Il trattamento della dipendenza da cocaina ha trovato un nuovo e sorprendente alleato nella psilocibina, una sostanza altamente regolamentata e composta da sostanze psichedeliche presenti in natura in alcune specie di funghi comunemente noti come funghi allucinogeni. In un recente studio, i ricercatori hanno reclutato 40 adulti che lottavano contro la dipendenza da cocaina e desideravano davvero smettere. Hanno scoperto che le persone che avevano ricevuto una singola dose di psilocibina in combinazione con la psicoterapia avevano un numero significativamente maggiore di giorni senza cocaina rispetto a coloro che avevano ricevuto un placebo.
Quasi il 30% dei partecipanti al gruppo trattato con psilocibina ha smesso completamente di usare cocaina ed è rimasto astinente per tutti i sei mesi, un risultato che nessun partecipante al gruppo placebo è riuscito a raggiungere. I risultati sono stati pubblicati su JAMA Network Open .
Le sostanze psichedeliche possono essere utili per combattere la dipendenza da cocaina?
La cocaina è un potente stimolante estratto dalla pianta di coca, da non confondere con la pianta di cacao da cui si ricava il cioccolato. La droga dirotta il sistema di ricompensa del cervello , agendo sul sistema limbico , la rete neurale responsabile del piacere, della motivazione e del desiderio compulsivo. Provoca un rapido accumulo di dopamina, la sostanza chimica cerebrale associata al benessere, creando un’intensa sensazione di euforia. Questo stato di euforia non solo è piacevole, ma crea anche una forte dipendenza.
Il Rapporto Mondiale sulla Droga del 2025 ha affermato che il mercato globale della cocaina continua a battere i propri record.

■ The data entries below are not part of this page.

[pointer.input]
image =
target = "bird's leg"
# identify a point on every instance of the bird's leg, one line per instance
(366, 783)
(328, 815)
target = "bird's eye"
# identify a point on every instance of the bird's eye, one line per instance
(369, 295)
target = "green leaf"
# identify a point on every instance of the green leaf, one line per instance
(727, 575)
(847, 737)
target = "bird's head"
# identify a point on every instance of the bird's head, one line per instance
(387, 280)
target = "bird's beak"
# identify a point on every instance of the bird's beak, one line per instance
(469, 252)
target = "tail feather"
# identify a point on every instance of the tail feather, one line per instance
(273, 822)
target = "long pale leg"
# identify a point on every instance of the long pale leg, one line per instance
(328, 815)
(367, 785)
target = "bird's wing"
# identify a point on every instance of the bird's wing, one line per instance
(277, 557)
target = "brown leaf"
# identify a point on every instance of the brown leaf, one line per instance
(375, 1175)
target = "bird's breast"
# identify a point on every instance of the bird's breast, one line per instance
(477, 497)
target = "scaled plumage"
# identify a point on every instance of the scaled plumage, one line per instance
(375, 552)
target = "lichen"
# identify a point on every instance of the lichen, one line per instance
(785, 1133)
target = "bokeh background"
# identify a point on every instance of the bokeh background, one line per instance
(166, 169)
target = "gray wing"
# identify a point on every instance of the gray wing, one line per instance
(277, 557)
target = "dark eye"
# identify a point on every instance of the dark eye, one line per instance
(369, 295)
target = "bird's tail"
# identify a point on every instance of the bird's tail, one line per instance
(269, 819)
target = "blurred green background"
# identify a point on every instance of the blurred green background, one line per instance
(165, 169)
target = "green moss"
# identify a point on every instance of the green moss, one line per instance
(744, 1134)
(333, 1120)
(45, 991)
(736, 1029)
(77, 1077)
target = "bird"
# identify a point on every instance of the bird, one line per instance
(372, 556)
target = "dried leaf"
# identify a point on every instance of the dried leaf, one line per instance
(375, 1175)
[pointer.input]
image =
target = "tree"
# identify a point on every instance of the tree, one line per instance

La produzione globale di cocaina illegale ha raggiunto un nuovo massimo di oltre 3.708 tonnellate nel 2023, e questo aumento è stato accompagnato da livelli record di consumo di cocaina in tutto il mondo, con incrementi durante la pandemia di COVID-19 e circa 25 milioni di persone che hanno fatto uso di cocaina nel 2023.
Negli ultimi anni si è registrato un allarmante aumento del consumo di cocaina negli Stati Uniti, il che rende il disturbo da uso di cocaina (CUD) un problema di salute pubblica sempre più urgente , dato che al momento non esistono farmaci approvati per il trattamento. Interventi urgenti sono essenziali, poiché la dipendenza da cocaina può non solo causare gravi problemi di salute, ma anche portare a decessi per overdose nelle fasce di popolazione più vulnerabili.
Le sostanze psichedeliche come la psilocibina stanno attirando l’attenzione per i loro risultati positivi nel trattamento della tossicodipendenza e dei disturbi mentali, il che ha spinto i ricercatori a chiedersi: questo stesso approccio potrebbe essere utile anche per il disturbo da uso di cocaina (CUD)? Per esplorare questa possibilità, hanno selezionato adulti con diagnosi di dipendenza da cocaina che esprimevano un forte desiderio di smettere di assumere la droga. La maggior parte dei partecipanti proveniva da comunità fortemente colpite dalla tossicodipendenza, tra cui molti appartenenti a gruppi vulnerabili o sottorappresentati , come persone di colore e persone a basso reddito.
A seguito di uno studio clinico randomizzato, in quadruplo cieco e controllato con placebo, un gruppo ha ricevuto una singola dose di psilocibina mentre all’altro è stato somministrato un placebo. I partecipanti, i terapisti, coloro che misuravano i risultati e gli statistici indipendenti sono rimasti all’oscuro di chi avesse ricevuto quale trattamento fino alla conclusione dello studio.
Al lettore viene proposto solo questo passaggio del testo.